From: Jamal Hadi Salim <jhs@mojatatu.com>
To: netdev@vger.kernel.org
Cc: davem@davemloft.net, edumazet@google.com, kuba@kernel.org,
pabeni@redhat.com, horms@kernel.org, victor@mojatatu.com,
andrew+netdev@lunn.ch, zdi-disclosures@trendmicro.com,
security@kernel.org, stable@vger.kernel.org,
Jamal Hadi Salim <jhs@mojatatu.com>
Subject: [PATCH net 1/1] net/sched: sch_teql: Introduce slaves_lock to avoid race condition and UAF
Date: Tue, 23 Jun 2026 14:42:47 -0400 [thread overview]

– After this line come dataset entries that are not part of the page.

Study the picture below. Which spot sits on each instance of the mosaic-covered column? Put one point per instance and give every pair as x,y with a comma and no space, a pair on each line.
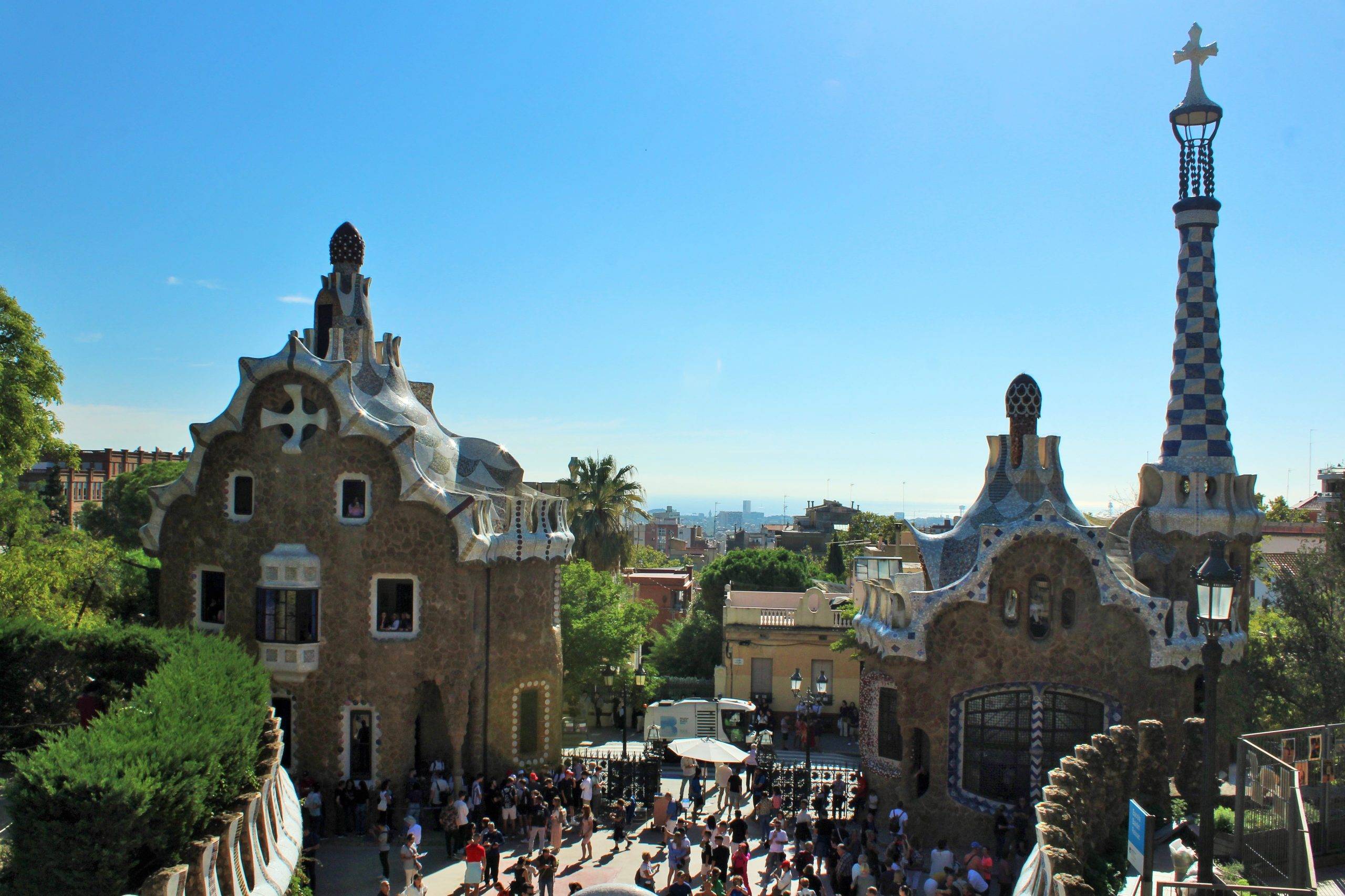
1195,486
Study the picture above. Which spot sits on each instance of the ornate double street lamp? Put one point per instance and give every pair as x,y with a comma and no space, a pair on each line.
810,708
609,674
1215,581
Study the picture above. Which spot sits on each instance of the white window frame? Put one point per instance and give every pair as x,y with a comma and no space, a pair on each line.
374,736
369,499
291,742
229,495
373,609
198,599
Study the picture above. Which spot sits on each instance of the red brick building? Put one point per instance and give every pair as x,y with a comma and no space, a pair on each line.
669,590
84,486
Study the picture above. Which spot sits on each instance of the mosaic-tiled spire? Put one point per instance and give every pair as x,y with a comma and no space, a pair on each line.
1196,437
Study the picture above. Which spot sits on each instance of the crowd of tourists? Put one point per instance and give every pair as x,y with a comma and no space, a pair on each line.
723,816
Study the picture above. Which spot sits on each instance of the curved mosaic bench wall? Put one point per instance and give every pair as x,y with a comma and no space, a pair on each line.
251,851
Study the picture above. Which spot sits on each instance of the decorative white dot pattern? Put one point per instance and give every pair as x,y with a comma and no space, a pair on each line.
545,686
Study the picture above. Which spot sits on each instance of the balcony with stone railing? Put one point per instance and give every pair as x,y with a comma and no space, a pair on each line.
781,618
249,851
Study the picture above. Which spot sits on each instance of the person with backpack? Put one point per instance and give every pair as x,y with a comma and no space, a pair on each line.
618,818
897,820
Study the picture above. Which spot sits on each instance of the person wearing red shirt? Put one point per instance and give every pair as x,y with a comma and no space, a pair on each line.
475,857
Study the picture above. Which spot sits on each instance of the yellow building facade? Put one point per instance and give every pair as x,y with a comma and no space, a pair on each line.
770,634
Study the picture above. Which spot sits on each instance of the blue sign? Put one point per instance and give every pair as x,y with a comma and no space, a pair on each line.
1137,837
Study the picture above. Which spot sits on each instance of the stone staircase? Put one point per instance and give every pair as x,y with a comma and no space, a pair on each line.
1118,557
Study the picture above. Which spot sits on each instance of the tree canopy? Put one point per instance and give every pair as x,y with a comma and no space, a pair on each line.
775,569
126,504
1296,655
1278,510
30,385
692,646
601,623
647,557
602,497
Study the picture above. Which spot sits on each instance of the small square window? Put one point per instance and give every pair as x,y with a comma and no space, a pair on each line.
212,606
395,611
353,499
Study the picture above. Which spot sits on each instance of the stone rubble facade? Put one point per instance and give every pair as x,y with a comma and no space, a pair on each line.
1029,629
328,474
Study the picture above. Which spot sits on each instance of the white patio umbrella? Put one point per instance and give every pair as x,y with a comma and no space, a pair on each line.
708,750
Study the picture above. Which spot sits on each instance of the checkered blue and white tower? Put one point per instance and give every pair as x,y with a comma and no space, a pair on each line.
1195,486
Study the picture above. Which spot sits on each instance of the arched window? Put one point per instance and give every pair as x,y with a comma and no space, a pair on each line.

Message-ID: <20260623184247.508956-1-jhs@mojatatu.com> (raw)
The teql master->slaves singly linked list is not protected against multiple
writes. It can be mod'ed concurently from teql_master_xmit(), teql_dequeue(),
teql_init() and teql_destroy() without holding any list lock or RCU protection.
zdi-disclosures@trendmicro.com has demonstrated that the qdisc is freed
after an RCU grace period, but teql_master_xmit() running on another
CPU can still hold a stale pointer into the list, resulting in a
slab-use-after-free:
BUG: KASAN: slab-use-after-free in teql_destroy+0x3ca/0x440 linux/net/sched/sch_teql.c:142
Read of size 8 at addr ffff88802923aa80 by task ip/10024
CPU: 1 UID: 0 PID: 10024 Comm: ip Not tainted 7.1.0-rc5 #1 PREEMPT(lazy)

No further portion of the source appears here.